Estava preocupado demais com o seu estado de saúde, que havia piorado dias antes, mas estava me recusando a pensar no pior e só pensava em buscá-la no ponto de ônibus, como havia sido anos e anos antes. Não via a hora de voltar a ouvir os causos do interior que a senhora contava, cuja narrativa era única e envolvente. Não via a hora de voltar a me permitir voltar a ser um guri - OK, sempre tentei ser um pirralho metido a adulto, mas sem entender o porquê, com a senhora eu conseguia tentar não parecer adulto. Coisa que nem com os meus pais - olha, nem com o pai e com a mãe - eu conseguia.

Lembro-me bem daquele dia, para o bem e para o mal. Mal havia acabado de fazer uma prova na faculdade e saí voando para o estágio e, ao ligar o celular no caminho - sempre fui bem desligado, devo admitir -, vi umas cinquenta mil ligações perdidas de casa. Era a mãe tentando avisar que o pessoal do RH do estágio queria falar sobre um processo de efetivação do qual eu estava participando. Agora consigo entender nitidamente por que ela estava uma pilha de nervos: porra, a mãe dela estava entre a vida e a morte. Parêntese feito. Pouco tempo depois, já no meu canto do castigo no estágio, soube que o dia seguinte seria o meu primeiro dia como profissional registrado na CLT e o caralho a quatro. Eu deveria, mas não conseguia comemorar. Só conseguia pensar na senhora. Por sorte, o dia pareceu ter passado voando e, com ele, saí voando pra ir ao curso técnico, no qual só aparecia nas aulas por causa do TCC.

Durante a aula, o celular - sempre esse aparelho - tocou de novo. Outra ligação de casa. Tudo o que queria imaginar era numa bronca da minha mãe, que, além de estar emocionalmente em frangalhos por causa da senhora, ainda estava ansiosa graças ao descabeçado do seu filho. Não, na verdade era o seo Amaurizão, com a voz abalada, mas ainda tentando manter a compostura. "Filho, vem para a casa. A sua avó...". Não foi preciso terminar a frase e, com isso, tive de me preparar para o pior, por mais que eu me recusasse. Turbilhões de pensamentos na cabeça, que já estava muito mais perturbada do que é diariamente. Um choro tímido, mas impossível de conter dentro do terminal de ônibus, onde não havia ninguém por sorte. Odeio chorar em público. Aliás, odeio chorar. Mas estava impossível não ir às lágrimas naquele momento, mesmo tendo falhado ao brecar as duas lágrimas furtivas que ainda escaparam.

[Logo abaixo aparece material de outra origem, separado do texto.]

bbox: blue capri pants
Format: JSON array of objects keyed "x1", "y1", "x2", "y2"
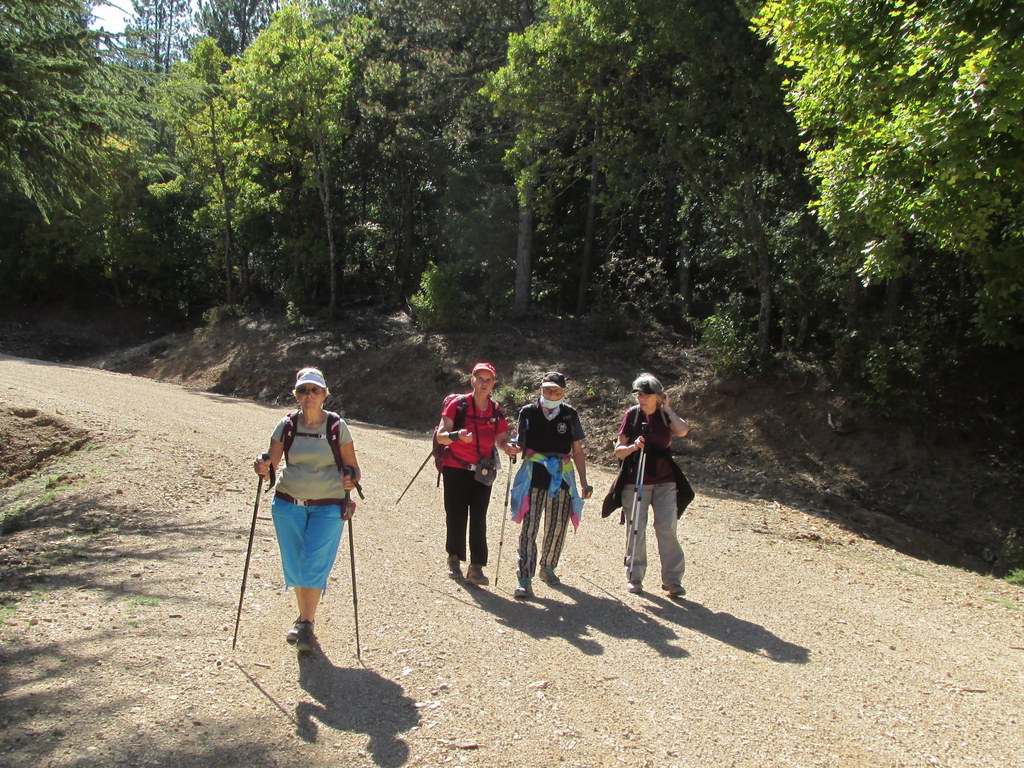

Em casa, o fim da crônica anunciada. "Jú, a vó morreu". Essas quatro palavras, puta que o pariu, atravessaram a minha cabeça como um canhão atravessa um navio. Não conseguia chorar. Não conseguia pensar. Não conseguia existir. Só conseguia sentir desespero. Nada mais.

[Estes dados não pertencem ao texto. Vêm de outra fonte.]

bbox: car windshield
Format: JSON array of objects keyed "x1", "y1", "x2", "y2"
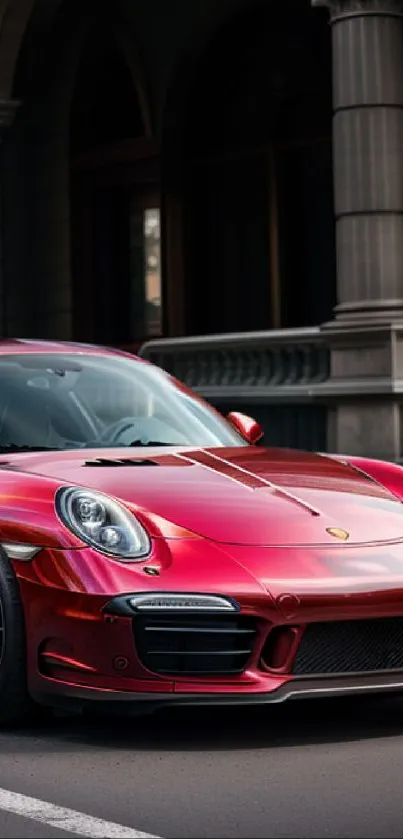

Não vou entrar em detalhes sobre o dia seguinte por motivos de: a) nunca lidei bem com a morte, mesmo entendendo um pouco sobre espiritismo e afins; b) a lembrança até hoje dói. Tudo o que me permito pensar é na multidão que foi lhe dar o último adeus - a senhora era querida demais, velhinha - e na minha mãe. Não pude me permitir estar vulnerável, pois tinha de compartilhar o peso de segurar as pontas com o meu pai. Era um peso absurdo demais para ele, ainda mais ao ver a esposa (claro!) emocionalmente destruída e outros dois filhos, um adolescente e outra criança de tudo, além da tristeza.

Sete dias depois. Deitado, após a missa de sétimo dia, quando ainda era católico - hoje eu sou o que se chama de à toa, reconheço -, chorei. Chorei escondido, mas sem ser contido. Chorei de desespero. Pude me permitir a chorar.

Sete anos. Não deveria pensar em ti com luto, mas sim pensar nos milhões de momentos felizes que tivemos juntos. Não sou mais o mesmo garoto idealista de sete anos atrás, mas alguém lutando para não ser um cara medíocre. Sete anos e não posso ouvir "Wish You Were Here", do Pink Floyd, que me lembro de ti. Sete anos e muita coisa mudou. Só uma coisa não mudou de lá para cá: a senhora faz muita falta. Onde quer que esteja, espero que esteja bem e com a certeza de que a senhora fez, sim, a diferença por aqui.